Ambitious plans for the eastside

May 09, 1994

Life shows that some people are planners and some are doers. Which is another way of saying that even the best plans have no chance of being realized unless people make things happen.

The city has now targeted the vicinity of the Johns Hopkins Medical Institutions in East Baltimore for one of the most ambitious revival plans since the development of Charles Center and the Inner Harbor. No one is certain yet about the source of financing, but consultants have outlined some challenging goals.

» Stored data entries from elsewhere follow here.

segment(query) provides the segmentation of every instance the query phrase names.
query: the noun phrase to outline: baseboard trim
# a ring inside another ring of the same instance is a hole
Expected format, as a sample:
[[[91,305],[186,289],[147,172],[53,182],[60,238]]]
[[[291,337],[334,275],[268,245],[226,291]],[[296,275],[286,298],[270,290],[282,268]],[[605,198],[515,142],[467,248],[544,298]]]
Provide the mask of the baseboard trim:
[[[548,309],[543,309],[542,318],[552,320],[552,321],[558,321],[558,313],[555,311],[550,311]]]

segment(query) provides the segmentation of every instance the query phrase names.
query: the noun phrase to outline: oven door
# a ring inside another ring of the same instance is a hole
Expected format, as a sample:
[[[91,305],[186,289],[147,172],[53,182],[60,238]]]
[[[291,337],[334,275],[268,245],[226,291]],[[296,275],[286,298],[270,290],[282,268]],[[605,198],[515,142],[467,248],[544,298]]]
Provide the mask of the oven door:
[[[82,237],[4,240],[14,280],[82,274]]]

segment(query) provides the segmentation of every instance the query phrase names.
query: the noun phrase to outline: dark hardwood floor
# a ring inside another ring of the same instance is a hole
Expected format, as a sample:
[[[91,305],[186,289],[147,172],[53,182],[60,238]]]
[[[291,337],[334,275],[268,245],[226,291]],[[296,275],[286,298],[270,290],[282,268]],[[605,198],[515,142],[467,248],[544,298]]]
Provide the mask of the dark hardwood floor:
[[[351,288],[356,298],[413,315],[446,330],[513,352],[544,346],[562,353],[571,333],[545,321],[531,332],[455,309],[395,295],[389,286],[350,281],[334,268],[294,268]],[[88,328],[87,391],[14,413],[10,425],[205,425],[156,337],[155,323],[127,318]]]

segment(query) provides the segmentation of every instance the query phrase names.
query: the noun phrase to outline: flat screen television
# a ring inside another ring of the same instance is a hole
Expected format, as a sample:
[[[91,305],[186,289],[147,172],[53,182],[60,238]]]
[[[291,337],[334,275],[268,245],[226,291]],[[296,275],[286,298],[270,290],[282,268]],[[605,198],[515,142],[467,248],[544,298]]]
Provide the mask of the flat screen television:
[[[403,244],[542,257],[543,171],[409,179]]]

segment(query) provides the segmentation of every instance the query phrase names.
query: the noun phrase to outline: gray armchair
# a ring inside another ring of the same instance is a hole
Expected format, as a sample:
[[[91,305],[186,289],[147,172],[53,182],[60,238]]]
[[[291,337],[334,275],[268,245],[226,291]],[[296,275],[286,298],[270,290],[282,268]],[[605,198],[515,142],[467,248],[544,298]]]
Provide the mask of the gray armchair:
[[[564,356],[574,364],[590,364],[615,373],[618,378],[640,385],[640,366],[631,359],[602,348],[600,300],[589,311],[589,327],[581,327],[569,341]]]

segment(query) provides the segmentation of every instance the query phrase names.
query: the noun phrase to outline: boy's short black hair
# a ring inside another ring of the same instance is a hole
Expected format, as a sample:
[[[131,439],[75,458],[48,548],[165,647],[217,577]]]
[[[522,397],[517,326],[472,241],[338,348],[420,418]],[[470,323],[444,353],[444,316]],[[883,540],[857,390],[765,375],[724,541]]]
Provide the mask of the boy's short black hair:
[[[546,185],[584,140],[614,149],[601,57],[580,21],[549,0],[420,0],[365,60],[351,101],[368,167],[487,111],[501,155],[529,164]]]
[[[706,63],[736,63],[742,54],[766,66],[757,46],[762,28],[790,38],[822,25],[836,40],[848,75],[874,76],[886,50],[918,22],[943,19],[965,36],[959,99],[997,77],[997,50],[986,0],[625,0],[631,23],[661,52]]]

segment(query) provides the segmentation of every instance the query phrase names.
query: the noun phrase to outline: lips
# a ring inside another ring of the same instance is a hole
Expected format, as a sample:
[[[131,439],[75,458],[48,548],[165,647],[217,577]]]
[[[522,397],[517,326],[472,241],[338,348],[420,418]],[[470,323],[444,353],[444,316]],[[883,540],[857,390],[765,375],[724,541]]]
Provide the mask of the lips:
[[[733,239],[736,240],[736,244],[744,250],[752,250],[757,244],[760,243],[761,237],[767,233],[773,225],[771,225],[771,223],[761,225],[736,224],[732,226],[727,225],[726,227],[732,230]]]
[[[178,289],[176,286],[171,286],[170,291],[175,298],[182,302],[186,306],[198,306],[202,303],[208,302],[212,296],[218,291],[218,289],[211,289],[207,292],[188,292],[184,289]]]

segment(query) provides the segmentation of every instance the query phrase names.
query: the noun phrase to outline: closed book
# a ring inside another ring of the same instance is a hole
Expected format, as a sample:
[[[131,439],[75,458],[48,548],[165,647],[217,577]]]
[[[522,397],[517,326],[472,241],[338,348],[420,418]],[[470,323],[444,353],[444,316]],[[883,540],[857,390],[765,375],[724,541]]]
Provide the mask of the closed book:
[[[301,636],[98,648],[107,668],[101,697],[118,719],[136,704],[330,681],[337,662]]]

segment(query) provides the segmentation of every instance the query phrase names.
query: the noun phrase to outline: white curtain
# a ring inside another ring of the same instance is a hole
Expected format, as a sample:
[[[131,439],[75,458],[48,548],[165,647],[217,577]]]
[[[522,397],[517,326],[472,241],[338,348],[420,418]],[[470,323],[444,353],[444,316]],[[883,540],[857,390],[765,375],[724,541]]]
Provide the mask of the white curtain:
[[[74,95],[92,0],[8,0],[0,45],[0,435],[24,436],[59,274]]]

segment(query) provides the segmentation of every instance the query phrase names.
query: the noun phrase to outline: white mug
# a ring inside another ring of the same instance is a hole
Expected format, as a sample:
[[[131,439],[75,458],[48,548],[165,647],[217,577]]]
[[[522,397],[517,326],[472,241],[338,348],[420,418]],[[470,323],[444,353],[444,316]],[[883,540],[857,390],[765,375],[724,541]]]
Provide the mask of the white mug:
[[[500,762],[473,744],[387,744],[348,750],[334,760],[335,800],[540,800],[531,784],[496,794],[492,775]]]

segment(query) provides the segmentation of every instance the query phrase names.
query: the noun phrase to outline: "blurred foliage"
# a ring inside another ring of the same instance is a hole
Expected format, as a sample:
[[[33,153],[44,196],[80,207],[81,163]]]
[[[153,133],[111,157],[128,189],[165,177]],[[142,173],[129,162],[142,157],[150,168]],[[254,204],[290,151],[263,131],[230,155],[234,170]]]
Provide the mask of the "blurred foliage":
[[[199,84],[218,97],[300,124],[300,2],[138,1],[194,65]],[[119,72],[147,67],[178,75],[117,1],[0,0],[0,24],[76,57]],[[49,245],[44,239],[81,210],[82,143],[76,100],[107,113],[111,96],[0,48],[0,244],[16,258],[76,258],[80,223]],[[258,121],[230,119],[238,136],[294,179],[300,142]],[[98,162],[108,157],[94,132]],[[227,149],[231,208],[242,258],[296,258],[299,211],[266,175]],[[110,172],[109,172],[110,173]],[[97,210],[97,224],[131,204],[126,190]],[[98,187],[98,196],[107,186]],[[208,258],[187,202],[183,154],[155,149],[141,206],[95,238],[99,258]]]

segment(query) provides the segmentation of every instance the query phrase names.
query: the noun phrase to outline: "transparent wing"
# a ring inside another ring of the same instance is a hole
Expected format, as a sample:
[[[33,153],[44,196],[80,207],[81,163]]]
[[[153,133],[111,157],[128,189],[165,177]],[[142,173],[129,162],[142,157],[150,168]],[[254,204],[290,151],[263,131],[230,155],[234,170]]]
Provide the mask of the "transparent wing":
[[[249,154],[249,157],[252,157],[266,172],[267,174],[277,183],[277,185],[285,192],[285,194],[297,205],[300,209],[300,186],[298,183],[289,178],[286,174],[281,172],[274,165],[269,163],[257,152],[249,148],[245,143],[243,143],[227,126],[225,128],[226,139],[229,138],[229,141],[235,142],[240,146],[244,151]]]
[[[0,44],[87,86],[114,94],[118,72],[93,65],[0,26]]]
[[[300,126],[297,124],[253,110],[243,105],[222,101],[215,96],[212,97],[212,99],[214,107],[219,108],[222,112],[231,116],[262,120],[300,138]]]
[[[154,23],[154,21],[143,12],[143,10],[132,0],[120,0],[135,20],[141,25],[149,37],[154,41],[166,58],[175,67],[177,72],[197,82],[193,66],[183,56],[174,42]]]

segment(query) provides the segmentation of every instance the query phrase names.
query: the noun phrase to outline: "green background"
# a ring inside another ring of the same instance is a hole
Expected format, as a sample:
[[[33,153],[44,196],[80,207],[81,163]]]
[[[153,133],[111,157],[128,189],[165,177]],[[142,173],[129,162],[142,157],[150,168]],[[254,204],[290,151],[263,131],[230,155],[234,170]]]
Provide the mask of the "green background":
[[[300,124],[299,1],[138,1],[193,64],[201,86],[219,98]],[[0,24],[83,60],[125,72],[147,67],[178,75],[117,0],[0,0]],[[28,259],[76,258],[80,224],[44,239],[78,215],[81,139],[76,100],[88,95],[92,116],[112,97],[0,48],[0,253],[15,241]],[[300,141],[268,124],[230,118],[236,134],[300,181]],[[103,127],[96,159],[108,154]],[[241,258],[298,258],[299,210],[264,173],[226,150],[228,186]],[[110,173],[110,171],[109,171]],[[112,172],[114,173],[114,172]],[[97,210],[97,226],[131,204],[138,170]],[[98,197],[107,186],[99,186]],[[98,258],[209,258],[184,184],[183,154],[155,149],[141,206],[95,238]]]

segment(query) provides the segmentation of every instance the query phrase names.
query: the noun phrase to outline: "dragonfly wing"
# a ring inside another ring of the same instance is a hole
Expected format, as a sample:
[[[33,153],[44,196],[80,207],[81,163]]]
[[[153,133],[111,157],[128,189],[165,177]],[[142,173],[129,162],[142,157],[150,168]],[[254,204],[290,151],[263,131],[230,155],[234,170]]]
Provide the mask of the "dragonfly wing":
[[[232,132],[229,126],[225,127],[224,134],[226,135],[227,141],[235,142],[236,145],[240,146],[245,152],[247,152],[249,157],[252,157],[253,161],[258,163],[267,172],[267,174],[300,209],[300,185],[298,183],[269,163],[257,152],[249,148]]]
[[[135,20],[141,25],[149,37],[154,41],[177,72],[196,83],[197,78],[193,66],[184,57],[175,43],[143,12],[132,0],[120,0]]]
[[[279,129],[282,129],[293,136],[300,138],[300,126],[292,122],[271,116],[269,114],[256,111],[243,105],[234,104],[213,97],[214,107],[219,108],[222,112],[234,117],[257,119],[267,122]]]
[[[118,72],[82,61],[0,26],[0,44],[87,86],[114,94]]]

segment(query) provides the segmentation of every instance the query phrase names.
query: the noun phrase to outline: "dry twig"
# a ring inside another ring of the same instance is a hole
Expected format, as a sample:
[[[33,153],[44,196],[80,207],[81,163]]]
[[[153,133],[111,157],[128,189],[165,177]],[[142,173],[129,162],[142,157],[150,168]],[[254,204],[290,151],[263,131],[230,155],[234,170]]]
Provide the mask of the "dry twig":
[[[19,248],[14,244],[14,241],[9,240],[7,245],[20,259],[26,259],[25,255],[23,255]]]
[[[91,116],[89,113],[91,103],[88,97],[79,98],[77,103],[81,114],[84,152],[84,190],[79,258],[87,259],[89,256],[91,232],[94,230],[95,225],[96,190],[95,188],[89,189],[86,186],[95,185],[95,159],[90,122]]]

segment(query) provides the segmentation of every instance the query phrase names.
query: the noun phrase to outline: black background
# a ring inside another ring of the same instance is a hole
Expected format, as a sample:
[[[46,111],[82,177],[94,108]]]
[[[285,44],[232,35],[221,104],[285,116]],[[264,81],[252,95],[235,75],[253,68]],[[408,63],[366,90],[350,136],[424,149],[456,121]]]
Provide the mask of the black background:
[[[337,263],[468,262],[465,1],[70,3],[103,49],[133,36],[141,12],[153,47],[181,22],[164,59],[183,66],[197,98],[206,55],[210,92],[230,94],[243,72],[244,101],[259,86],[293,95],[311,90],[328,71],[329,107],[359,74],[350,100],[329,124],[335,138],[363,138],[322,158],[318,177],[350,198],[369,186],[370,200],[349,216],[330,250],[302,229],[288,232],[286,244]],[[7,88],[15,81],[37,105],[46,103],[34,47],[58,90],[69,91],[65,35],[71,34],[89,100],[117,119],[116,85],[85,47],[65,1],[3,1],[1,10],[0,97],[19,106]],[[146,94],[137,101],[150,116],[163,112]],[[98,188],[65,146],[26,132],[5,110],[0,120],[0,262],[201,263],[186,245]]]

They want to eliminate 1,340 vacant buildings and offer new homeownership opportunities for some 850 families. Many of the decrepit rowhouses would be demolished so that center courts of open space could be created in the middle of existing blocks to give buyers a common area of greenery.

This large-scale demolition would cut the area's overall residential density by 50 percent -- to no more than 25 dwelling units an acre. In consultant language this would "create value" -- make the area more appealing for the large work force at the nearby Hopkins institutions and others.

Traffic rearrangements proposed by the consultants aim at the same goal. They suggest that such busy one-way arteries as Monument, Madison, Wolfe and Washington streets be returned to two-way flow. Consultants also think all traffic should be eliminated on Gay Street between North Avenue and Broadway and that narrow stretch turned into a sliver of greenery.

To provide more job sites, consultants want some parcels rezoned along the Amtrak tracks.

At a recent public meeting, many of these ideas proved controversial. Perhaps they were too novel. But the consultants reminded, "Unless you do something, nothing will happen."

All these plans are to be completed within the next few months. At the same time, a community development corporation will be established to carry them out. There will be a big push for financing. Meanwhile, work is under way to revitalize the old American Brewery site on Gay Street and Old Town Mall.

The Johns Hopkins Medical Institutions are among Baltimore's major employers. Their relations to the nearby communities have seldom been easy but seem to be improving. Cooperation and a shared vision are essential for the realization of the current improvement plans.

Revitalization of East Baltimore is a key aim of a $100 million empowerment zone the city is proposing to the Clinton administration. The city cannot put all of its eggs in one basket, though. East Baltimore revitalization has to happen even if the federal windfall fails to materialize.